The universe follows an order, and science’s goal is to understand it. For centuries, scientists have sought to understand the laws of nature by studying the results of experiments. On the other hand, as Albert Einstein said, “The supreme task of the physicist is to arrive at the fundamental laws from which that universe can be built up by pure deduction.” That implies a quest for these laws through mathematics.

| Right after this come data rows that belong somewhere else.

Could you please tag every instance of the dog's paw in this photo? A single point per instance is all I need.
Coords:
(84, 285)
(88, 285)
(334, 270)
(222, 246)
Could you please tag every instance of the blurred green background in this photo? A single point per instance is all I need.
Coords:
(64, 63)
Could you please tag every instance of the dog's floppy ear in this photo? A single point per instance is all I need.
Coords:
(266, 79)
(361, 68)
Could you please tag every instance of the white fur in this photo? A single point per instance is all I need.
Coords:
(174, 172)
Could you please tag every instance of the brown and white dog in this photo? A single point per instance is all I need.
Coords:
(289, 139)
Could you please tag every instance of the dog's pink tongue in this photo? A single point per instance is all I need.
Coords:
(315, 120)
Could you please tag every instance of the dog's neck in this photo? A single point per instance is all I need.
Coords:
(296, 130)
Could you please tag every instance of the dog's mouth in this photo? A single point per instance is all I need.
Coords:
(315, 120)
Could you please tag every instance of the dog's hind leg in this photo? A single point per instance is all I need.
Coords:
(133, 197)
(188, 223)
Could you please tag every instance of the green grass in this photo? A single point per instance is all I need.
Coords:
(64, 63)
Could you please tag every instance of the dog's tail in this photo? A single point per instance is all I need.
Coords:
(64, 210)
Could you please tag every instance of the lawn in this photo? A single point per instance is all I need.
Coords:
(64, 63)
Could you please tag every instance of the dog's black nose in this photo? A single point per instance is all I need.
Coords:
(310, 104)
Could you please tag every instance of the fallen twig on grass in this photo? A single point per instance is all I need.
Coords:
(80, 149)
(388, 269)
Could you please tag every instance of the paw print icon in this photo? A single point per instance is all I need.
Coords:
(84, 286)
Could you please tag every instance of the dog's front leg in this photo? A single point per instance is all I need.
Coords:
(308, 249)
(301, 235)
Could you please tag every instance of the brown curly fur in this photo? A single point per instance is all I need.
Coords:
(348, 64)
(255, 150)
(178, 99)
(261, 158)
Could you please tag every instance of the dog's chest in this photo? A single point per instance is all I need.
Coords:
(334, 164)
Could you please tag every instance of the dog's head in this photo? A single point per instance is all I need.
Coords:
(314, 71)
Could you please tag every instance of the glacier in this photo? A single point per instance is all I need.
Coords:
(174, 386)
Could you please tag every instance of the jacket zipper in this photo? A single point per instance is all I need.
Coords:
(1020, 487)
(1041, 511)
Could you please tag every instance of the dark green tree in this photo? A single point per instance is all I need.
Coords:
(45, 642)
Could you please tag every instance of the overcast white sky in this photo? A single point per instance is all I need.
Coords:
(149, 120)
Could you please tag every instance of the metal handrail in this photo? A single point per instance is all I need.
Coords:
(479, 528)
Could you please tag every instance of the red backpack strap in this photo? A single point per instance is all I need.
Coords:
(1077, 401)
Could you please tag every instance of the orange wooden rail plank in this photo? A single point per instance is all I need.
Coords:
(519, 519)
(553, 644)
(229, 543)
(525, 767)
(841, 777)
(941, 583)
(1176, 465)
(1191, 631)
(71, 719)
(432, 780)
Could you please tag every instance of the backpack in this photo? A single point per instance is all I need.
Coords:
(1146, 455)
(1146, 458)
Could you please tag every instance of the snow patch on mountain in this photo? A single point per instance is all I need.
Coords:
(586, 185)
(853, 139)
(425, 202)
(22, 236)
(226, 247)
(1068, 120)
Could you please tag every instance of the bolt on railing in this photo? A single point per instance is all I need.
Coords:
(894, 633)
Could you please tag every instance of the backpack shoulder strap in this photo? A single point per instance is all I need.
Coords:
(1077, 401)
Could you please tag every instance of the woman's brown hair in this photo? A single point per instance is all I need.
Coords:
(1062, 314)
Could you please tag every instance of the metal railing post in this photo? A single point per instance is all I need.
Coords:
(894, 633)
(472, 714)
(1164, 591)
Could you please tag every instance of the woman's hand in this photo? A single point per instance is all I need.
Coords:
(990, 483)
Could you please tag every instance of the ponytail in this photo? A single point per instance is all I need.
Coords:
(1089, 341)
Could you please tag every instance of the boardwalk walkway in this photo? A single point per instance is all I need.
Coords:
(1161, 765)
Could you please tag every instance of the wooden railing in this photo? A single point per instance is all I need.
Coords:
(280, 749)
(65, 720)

In The Universe Speaks in Numbers: How Modern Math Reveals Nature’s Deepest Secrets, science writer Graham Farmelo explores the relationship between physics and cutting-edge mathematics. This relationship has been controversial in recent times. With some of the world’s leading physicists having looked to modern mathematics rather than experimental findings as a source of insight for the laws of nature, they are sometimes accused of doing ‘fairy-tale physics’, unrelated to the real world. Take string theory, which identifies subatomic particles in terms of vibrating pieces of string. This is a highly mathematical concept yet to be established experimentally. While critics dismiss it, proponents of the theory point to its elegance.

 

Farmelo argues that even the experimental physics of today is based on the principles of quantum theory and relativity, and part of a tradition dating back to Isaac Newton. “Theoretical physicists aim to discover natural laws – patterns among quantities relating to measurements made in experiments and observations. By contrast, the patterns sought by mathematicians may have nothing to do with reality. Remarkably – some say miraculously – the patterns that most interest contemporary mathematicians have proved to be successful in helping theoretical physicists to understand nature at the deepest level,” Farmelo writes on his website.

 

In 1925, Einstein told his young student Esther Salaman, “I want to know how God created this world… I want to know His thoughts, the rest are details.” In his book, Farmelo writes, “The very fact that underneath the diversity and complexity of the university is a relatively simple order was, in Einstein’s view, nothing short of a ‘miracle, or an eternal mystery’.” Searching for a unified field theory of gravity and electromagnetism, Einstein was convinced that only mathematics could explaining the structure of the universe.